11 ilin etkilendiği 6 Şubat depremlerinin ardından depremlerin ikinci yıldönümünde Hatay, Adıyaman ve Kahramanmaraş’a giden Ceyhun Bozkurt, Radyo Sputnik‘te yayınlanna Bölgenin Kalbi programında depremlerin ardından neler yapıldığını, nelerin yapılmadığını ve son durumu aktardı.

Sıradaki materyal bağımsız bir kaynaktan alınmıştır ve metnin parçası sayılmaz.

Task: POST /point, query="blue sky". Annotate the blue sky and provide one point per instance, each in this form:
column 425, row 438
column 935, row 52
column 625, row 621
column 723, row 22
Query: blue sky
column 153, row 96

Bozkurt, konuyla ilgili şunları söyledi:
6 Şubat depremlerinin ikinci yıldönümü. Depremlerin ikinci yıldönümünde yıkımların en yoğun yaşandığı Adıyaman, Hatay ve Kahramanmaraş’a İletişim Bakanlığı’nın düzenlediği bi geziyle gittim. Üç gün sürecek olan gezinin iki gününe katıldım. İletişim Bakanlığı, bölgeye yerli ve yabancı basın mensupları, toplamda yüzün üzerinde gazeteci bölgeye götürdü. Düzenlenen gezide yalnızca yapılanlar anlatılmadı, halk problemlerini dile getirdi. Ama aynı zamanda çözüm süreci de konuşuldu. Ciddi bir inşa sürecinden bahsedildi. Tabii ki bu sürecin eleştirilecek yönleri de var. O dönemden itibaren yapılacaklarla ilgili çeşitli eleştiriler var. Ancak şunu gördük; özellikle Adıyaman’da ve Kahramanmaraş’taki bazı bölümlerde yeni konutların yapım süreci çok hızlı ilerlemiş. Adıyaman’da ilk gittiğimiz yerlerden biri İndere Kalıcı Deprem Konutları oldu. Ayrıca Örenli Kalıcı Afet Konutları’nı da ziyaret ettik. İndere Konutları, Adıyaman’ın tepe bölgesinde, yüksek ve sağlam zemine inşa edilmiş. Yaklaşık 65 bin kişinin yaşayacağı, içinde yedi okul, sağlık merkezleri ve çeşitli yaşam alanlarının bulunduğu dev bir yapılaşma söz konusu. Cumhurbaşkanı Recep Tayyip Erdoğan, 2025’in sonunu hedef olarak göstermişti. Ancak özellikle Adıyaman’daki İndere bölgesinde konutların yaz sonunda tamamlanacağı ifade edildi. Peki, her şey konut mu? Maalesef, yaşamın devamı için konutlara ihtiyaç var. Çünkü hâlâ konteyner kentlerde yaşayan insanlar var. Sayıları azalsa da yaklaşık iki yıldır konteynerde yaşayan depremzedeler bulunuyor. O insanların yeni yuvalarına kavuşması için bu afet konutları büyük önem taşıyor. Yıkımın maddi boyutunu onarmak ve yeni yaşam alanları inşa etmek zorundayız. Yıkım çok büyüktü. On bir il etkilendi. On binlerce bina yıkıldı ve 50 binden fazla vatandaşımız hayatını kaybetti. Hâlâ kimliği belirlenemeyen kayıplar var. Çünkü deprem, büyük bir kaos ortamıdır. Bu kaosu düzenleyebilirsiniz ama bazı belirsizlikler kalabilir.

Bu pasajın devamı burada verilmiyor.